PTSD Recovery Tip:Design Your Stress Response

Do you feel in control of your stress response? Recently, I spoke with a survivor who complained that she couldn’t manage, cope with or change her response to stress. She could feel herself changing her behavior and dissociating when stress approached, but she couldn’t figure out how to stop that from happening.

What this survivor experiences is an absolutely normal process of feeling stress and not knowing how to handle it so that you feel safe, empowered and in control. When this happens the most logical response is to move away. It’s a little like seeing a small fire start in your house and running out and abandoning your home. Instead, you could have prepared yourself by having a fire extinguisher on hand and knowing how to successfully use it to put out the flames.

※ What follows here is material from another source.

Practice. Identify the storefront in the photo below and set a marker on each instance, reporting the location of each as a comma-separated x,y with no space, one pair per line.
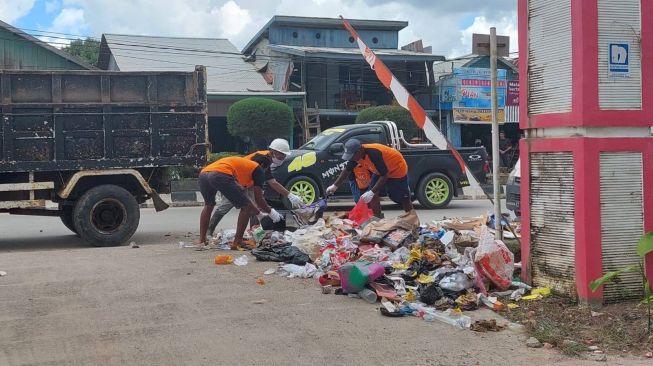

The key to making change is to design your own personal process that puts you back in control. The more you resonate with your stress response the more likely it is to be successful and reduce the stress you feel.  My plan for my survivor friend was to change her stress response to something uniquely designed for her so that she would be in control and proactive. To achieve that goal, I walked her through a simple process that involves assessment, recognition, construction and substitution, a four-phase approach to a more desired stress response. You can use the same following four steps to evaluate and change your stress response:

1 – Identify what you wish your stress response to be. Clearly and specifically map out in your mind or on a piece of paper how you wish to respond and behave.

2 – Notice what about your current response needs to change. Make a list of behaviors that you would like to eliminate.

3 – Develop substitute behaviors. For each response you wish to change, choose what you would rather do in that instant.

4 – Implement specific actions to achieve your goal. Clearly design what you will do  and how you will do it to substitute the new behaviors in future situations.

The stress response you have today is impermanent; it can evolve any time you wish. Becoming clear about what you want and then designing a strategy for achieving it gives you a roadmap for change that can shift you from the powerlessness of an inappropriate stress response to the powerfulness of being in charge of your thoughts, feelings and behaviors.